Just because a select group of people engages in communication about the arcane details of a proposed specification it doesn't mean that the outcome will benefit some entirely different and larger group communicate better.

This is logically true. However the same could have been said about people discussing the details of the then proposed Unicode specification over a quarter of a century ago, wanting to use 16 bits for each character used in ordinary English instead of just 8 bits. Yet Unicode has benefitted many many people around the world who may not know much about the underlying theory and technology.

I looked up the word 'arcane' and I opine that the details of the QID emoji proposal are not arcane.

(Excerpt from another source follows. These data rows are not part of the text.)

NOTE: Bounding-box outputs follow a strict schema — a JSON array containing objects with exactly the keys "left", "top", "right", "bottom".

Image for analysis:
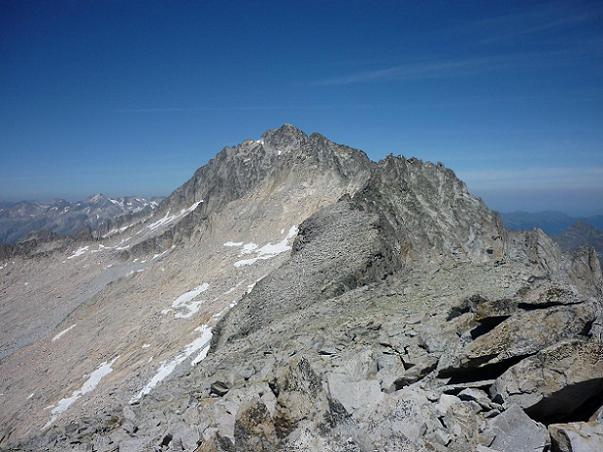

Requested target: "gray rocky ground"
[{"left": 0, "top": 125, "right": 603, "bottom": 452}]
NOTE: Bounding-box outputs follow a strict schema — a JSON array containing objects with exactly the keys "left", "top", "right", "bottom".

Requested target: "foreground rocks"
[{"left": 2, "top": 126, "right": 603, "bottom": 452}]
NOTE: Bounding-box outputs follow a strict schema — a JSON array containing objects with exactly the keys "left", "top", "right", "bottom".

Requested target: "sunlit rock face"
[{"left": 0, "top": 125, "right": 603, "bottom": 452}]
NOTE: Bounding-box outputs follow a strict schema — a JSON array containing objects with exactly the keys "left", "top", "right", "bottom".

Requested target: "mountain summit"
[{"left": 0, "top": 124, "right": 603, "bottom": 452}]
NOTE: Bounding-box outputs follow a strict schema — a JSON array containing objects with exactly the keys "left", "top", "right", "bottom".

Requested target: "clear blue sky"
[{"left": 0, "top": 0, "right": 603, "bottom": 214}]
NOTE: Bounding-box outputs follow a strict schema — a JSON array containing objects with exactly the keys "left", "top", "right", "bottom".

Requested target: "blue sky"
[{"left": 0, "top": 0, "right": 603, "bottom": 214}]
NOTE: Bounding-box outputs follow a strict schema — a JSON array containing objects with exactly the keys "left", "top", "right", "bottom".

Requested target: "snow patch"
[
  {"left": 172, "top": 283, "right": 209, "bottom": 319},
  {"left": 234, "top": 226, "right": 298, "bottom": 267},
  {"left": 67, "top": 246, "right": 90, "bottom": 259},
  {"left": 130, "top": 325, "right": 212, "bottom": 403},
  {"left": 50, "top": 323, "right": 77, "bottom": 342},
  {"left": 42, "top": 356, "right": 119, "bottom": 430}
]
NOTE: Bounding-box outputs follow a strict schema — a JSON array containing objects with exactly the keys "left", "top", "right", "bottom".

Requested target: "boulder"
[
  {"left": 438, "top": 303, "right": 596, "bottom": 379},
  {"left": 549, "top": 422, "right": 603, "bottom": 452},
  {"left": 490, "top": 340, "right": 603, "bottom": 420},
  {"left": 482, "top": 405, "right": 549, "bottom": 452}
]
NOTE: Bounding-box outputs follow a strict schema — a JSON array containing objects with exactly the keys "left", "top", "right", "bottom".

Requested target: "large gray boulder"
[
  {"left": 482, "top": 405, "right": 549, "bottom": 452},
  {"left": 491, "top": 339, "right": 603, "bottom": 420},
  {"left": 549, "top": 422, "right": 603, "bottom": 452}
]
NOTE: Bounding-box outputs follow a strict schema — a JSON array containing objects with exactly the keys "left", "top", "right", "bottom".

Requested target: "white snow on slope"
[
  {"left": 130, "top": 325, "right": 212, "bottom": 403},
  {"left": 234, "top": 226, "right": 298, "bottom": 267},
  {"left": 50, "top": 323, "right": 77, "bottom": 342},
  {"left": 67, "top": 246, "right": 90, "bottom": 259},
  {"left": 42, "top": 356, "right": 119, "bottom": 430},
  {"left": 172, "top": 283, "right": 209, "bottom": 319}
]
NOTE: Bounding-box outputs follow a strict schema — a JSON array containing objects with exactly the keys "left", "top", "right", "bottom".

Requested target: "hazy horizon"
[{"left": 0, "top": 0, "right": 603, "bottom": 215}]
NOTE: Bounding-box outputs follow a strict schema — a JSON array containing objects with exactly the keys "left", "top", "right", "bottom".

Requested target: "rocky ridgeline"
[{"left": 1, "top": 125, "right": 603, "bottom": 452}]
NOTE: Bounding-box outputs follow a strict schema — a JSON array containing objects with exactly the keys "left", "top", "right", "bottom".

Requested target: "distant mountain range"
[
  {"left": 0, "top": 193, "right": 162, "bottom": 244},
  {"left": 501, "top": 211, "right": 603, "bottom": 264},
  {"left": 501, "top": 210, "right": 603, "bottom": 235}
]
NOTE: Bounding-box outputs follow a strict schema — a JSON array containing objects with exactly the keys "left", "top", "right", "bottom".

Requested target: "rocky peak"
[{"left": 262, "top": 124, "right": 308, "bottom": 152}]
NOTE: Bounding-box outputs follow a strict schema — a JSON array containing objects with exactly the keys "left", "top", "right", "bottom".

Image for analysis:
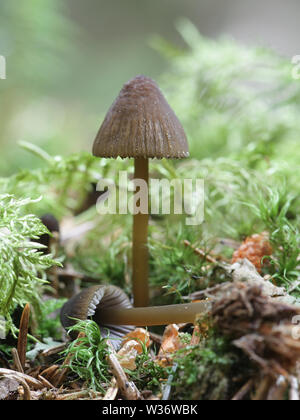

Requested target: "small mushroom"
[
  {"left": 93, "top": 76, "right": 189, "bottom": 307},
  {"left": 60, "top": 285, "right": 133, "bottom": 345},
  {"left": 61, "top": 286, "right": 210, "bottom": 344}
]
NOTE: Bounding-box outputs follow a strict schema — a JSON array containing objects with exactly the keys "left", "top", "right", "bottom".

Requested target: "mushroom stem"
[
  {"left": 93, "top": 301, "right": 210, "bottom": 327},
  {"left": 132, "top": 158, "right": 149, "bottom": 307}
]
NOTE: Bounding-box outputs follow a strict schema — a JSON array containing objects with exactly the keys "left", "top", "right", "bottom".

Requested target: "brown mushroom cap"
[
  {"left": 93, "top": 76, "right": 189, "bottom": 159},
  {"left": 60, "top": 285, "right": 134, "bottom": 347}
]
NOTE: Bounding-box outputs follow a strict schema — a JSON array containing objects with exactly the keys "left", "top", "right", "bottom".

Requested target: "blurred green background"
[{"left": 0, "top": 0, "right": 300, "bottom": 176}]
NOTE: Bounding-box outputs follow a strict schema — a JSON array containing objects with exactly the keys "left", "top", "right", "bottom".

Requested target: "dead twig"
[
  {"left": 232, "top": 379, "right": 253, "bottom": 401},
  {"left": 17, "top": 303, "right": 30, "bottom": 370},
  {"left": 183, "top": 240, "right": 220, "bottom": 265},
  {"left": 11, "top": 348, "right": 24, "bottom": 373},
  {"left": 0, "top": 369, "right": 44, "bottom": 389},
  {"left": 53, "top": 332, "right": 85, "bottom": 387},
  {"left": 290, "top": 376, "right": 300, "bottom": 401},
  {"left": 103, "top": 378, "right": 119, "bottom": 401}
]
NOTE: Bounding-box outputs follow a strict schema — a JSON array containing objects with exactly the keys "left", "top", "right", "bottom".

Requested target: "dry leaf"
[{"left": 123, "top": 328, "right": 151, "bottom": 354}]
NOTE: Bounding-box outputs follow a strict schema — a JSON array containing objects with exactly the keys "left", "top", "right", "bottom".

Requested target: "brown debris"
[
  {"left": 18, "top": 303, "right": 30, "bottom": 370},
  {"left": 212, "top": 283, "right": 300, "bottom": 378},
  {"left": 232, "top": 232, "right": 273, "bottom": 273}
]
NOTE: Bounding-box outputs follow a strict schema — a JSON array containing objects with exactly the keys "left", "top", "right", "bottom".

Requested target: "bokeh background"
[{"left": 0, "top": 0, "right": 300, "bottom": 176}]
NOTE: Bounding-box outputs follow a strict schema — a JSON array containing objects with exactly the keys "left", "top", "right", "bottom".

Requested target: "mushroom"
[
  {"left": 61, "top": 285, "right": 210, "bottom": 347},
  {"left": 93, "top": 76, "right": 189, "bottom": 307},
  {"left": 60, "top": 285, "right": 133, "bottom": 346}
]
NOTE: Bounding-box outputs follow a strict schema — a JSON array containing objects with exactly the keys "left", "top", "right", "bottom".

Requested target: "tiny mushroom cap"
[
  {"left": 60, "top": 285, "right": 134, "bottom": 347},
  {"left": 93, "top": 76, "right": 189, "bottom": 159}
]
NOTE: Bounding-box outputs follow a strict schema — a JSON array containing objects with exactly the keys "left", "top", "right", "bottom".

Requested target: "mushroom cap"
[
  {"left": 93, "top": 76, "right": 189, "bottom": 159},
  {"left": 60, "top": 285, "right": 134, "bottom": 347}
]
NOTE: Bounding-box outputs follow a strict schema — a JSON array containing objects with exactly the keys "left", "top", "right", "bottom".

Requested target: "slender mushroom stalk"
[
  {"left": 93, "top": 76, "right": 189, "bottom": 307},
  {"left": 132, "top": 158, "right": 149, "bottom": 307},
  {"left": 61, "top": 286, "right": 210, "bottom": 338}
]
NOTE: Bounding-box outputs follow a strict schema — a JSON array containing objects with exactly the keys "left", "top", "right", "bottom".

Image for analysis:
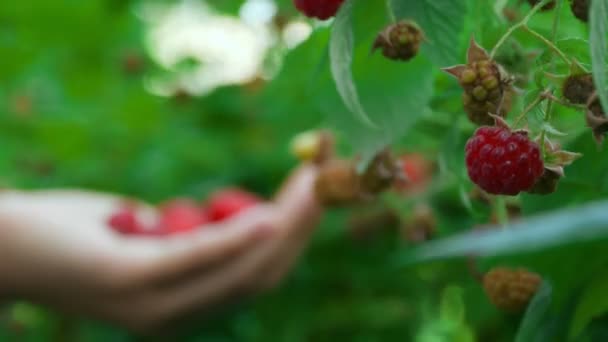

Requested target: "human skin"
[{"left": 0, "top": 165, "right": 322, "bottom": 332}]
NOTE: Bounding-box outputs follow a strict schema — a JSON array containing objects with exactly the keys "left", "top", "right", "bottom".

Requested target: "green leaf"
[
  {"left": 515, "top": 281, "right": 553, "bottom": 342},
  {"left": 389, "top": 0, "right": 467, "bottom": 66},
  {"left": 589, "top": 0, "right": 608, "bottom": 112},
  {"left": 329, "top": 0, "right": 375, "bottom": 128},
  {"left": 400, "top": 201, "right": 608, "bottom": 264},
  {"left": 570, "top": 274, "right": 608, "bottom": 338}
]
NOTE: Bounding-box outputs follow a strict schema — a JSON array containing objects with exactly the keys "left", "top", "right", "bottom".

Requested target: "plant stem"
[
  {"left": 521, "top": 25, "right": 571, "bottom": 65},
  {"left": 494, "top": 196, "right": 509, "bottom": 228},
  {"left": 551, "top": 0, "right": 564, "bottom": 72},
  {"left": 490, "top": 0, "right": 549, "bottom": 59},
  {"left": 542, "top": 93, "right": 587, "bottom": 110},
  {"left": 386, "top": 0, "right": 397, "bottom": 23}
]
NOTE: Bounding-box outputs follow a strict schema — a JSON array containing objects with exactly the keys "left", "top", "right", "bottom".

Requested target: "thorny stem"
[
  {"left": 551, "top": 0, "right": 564, "bottom": 71},
  {"left": 521, "top": 25, "right": 571, "bottom": 65},
  {"left": 490, "top": 0, "right": 549, "bottom": 59},
  {"left": 513, "top": 93, "right": 545, "bottom": 127},
  {"left": 494, "top": 196, "right": 509, "bottom": 229},
  {"left": 542, "top": 93, "right": 587, "bottom": 110}
]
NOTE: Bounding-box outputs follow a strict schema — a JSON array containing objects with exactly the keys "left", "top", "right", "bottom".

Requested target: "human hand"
[{"left": 0, "top": 166, "right": 321, "bottom": 332}]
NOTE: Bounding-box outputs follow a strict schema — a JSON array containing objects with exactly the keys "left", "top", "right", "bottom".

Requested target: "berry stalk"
[
  {"left": 490, "top": 0, "right": 550, "bottom": 59},
  {"left": 521, "top": 25, "right": 572, "bottom": 65}
]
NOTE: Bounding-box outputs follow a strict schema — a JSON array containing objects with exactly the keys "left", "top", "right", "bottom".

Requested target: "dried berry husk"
[
  {"left": 290, "top": 131, "right": 334, "bottom": 165},
  {"left": 444, "top": 40, "right": 513, "bottom": 126},
  {"left": 361, "top": 148, "right": 403, "bottom": 196},
  {"left": 585, "top": 93, "right": 608, "bottom": 144},
  {"left": 315, "top": 159, "right": 361, "bottom": 206},
  {"left": 372, "top": 20, "right": 424, "bottom": 61},
  {"left": 570, "top": 0, "right": 591, "bottom": 22},
  {"left": 528, "top": 168, "right": 562, "bottom": 195},
  {"left": 562, "top": 74, "right": 595, "bottom": 104},
  {"left": 483, "top": 267, "right": 542, "bottom": 313},
  {"left": 528, "top": 0, "right": 557, "bottom": 11}
]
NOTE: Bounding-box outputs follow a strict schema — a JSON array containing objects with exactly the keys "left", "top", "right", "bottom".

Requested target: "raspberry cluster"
[
  {"left": 465, "top": 126, "right": 544, "bottom": 196},
  {"left": 444, "top": 40, "right": 512, "bottom": 125},
  {"left": 373, "top": 21, "right": 424, "bottom": 61},
  {"left": 483, "top": 267, "right": 542, "bottom": 313},
  {"left": 107, "top": 188, "right": 261, "bottom": 236}
]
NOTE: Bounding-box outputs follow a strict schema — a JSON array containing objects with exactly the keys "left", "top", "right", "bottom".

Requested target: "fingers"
[
  {"left": 275, "top": 165, "right": 322, "bottom": 228},
  {"left": 154, "top": 235, "right": 276, "bottom": 317},
  {"left": 109, "top": 205, "right": 276, "bottom": 287},
  {"left": 128, "top": 166, "right": 321, "bottom": 316}
]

They are clear and available free to view, without registration, on the internet.

https://www.lexico.com/en/definition/arcane

https://www.unicode.org/review/pri408/

There's too much of the "might possibly" about this; …

It provides and opportunity for progress.

... and it is quite different from the early days of Unicode itself, where there was a groundswell of pent-up demand for a solution to the fragmented character encoding landscape; the discussions quickly became about the best way to do that, and about how to ensure that the result would be supported.

Yes, fine, and a good job was done and has benefitted many many people around the world. That was then and that was how things happened then for that situation. Now is now and this is a different approach for a different situation.

The current effort starts from an unrelated problem (Unicode not wanting to administer emoji applications) and in my analysis, seriously puts the cart before the horse.

Well I was not aware of that purported reason, but then I am not part of the inner loop so you may well therefore have more information about the motivation than is accessible to me.